Carter, who lives in St Catherine, had just recently been relieved of the lockdown in the parish and is now being affected by the quarantine which took effect on Thursday morning in St Mary.

“It appeared very sudden to us, wi never expect it this morning (Thursday),” she said.

“I buy my goods, come inside to sell and this morning, early, we hear of quarantine. They said they are giving us until 11 o’clock to put in our goods inside the market and we are not supposed to go on the street,” the vendor explained.

Carter has been selling in the market for 30 years and it was her usual routine to arrive at the market on a Wednesday night.

“I’m going to sleep right here tonight (Thursday) with my goods. If they say I’m to leave the market, I have friends that I can stay over with but I really don’t want to leave my goods,” she said.

Sonia Tyrell shared a similar dilemma.

Both vendors each spent in excess of $200,000 to purchase goods at the Coronation Market on Wednesday.

“Irish and carrot cyah tek di heat, dem need fresh air so me beg di soldier a bly fi collect some box so me can throw dem out,” said the distraught vendor.

The vendors are not opposed to the quarantine but in the meantime, they are waiting to hear from the Government as to their next move.
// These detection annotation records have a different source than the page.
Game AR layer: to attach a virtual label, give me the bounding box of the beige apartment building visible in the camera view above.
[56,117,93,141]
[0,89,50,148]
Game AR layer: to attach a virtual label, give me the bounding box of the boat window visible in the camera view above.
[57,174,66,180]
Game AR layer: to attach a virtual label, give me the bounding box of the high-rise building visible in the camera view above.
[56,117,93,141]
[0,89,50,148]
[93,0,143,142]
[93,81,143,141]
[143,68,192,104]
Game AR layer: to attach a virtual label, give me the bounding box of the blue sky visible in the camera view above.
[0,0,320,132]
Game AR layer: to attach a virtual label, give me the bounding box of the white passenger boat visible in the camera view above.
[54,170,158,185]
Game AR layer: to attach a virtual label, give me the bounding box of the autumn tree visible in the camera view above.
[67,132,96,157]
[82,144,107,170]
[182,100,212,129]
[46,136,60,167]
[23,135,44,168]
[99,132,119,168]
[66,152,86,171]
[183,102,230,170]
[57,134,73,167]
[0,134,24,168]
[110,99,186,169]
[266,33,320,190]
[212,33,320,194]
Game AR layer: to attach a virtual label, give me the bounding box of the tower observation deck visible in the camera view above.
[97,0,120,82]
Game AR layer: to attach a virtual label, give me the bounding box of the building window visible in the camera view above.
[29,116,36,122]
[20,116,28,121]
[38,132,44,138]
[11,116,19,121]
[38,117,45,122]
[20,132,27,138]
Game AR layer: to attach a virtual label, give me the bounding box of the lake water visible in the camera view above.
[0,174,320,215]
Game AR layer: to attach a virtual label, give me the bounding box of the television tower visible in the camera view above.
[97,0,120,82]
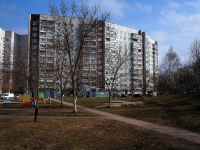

They lamented that if no buyers come by on their usual shopping day which is Friday, they will be counting heavy losses.

Another vendor suggested that the Government send a team to value the goods and have them purchased for infirmaries in the parish.

With cookshops closed, Carter said they prepared a meal of roast yam, plantain and saltfish to satisfy their hunger.

More than 40 vendors occupy the market which has been set up with a sanitisation area.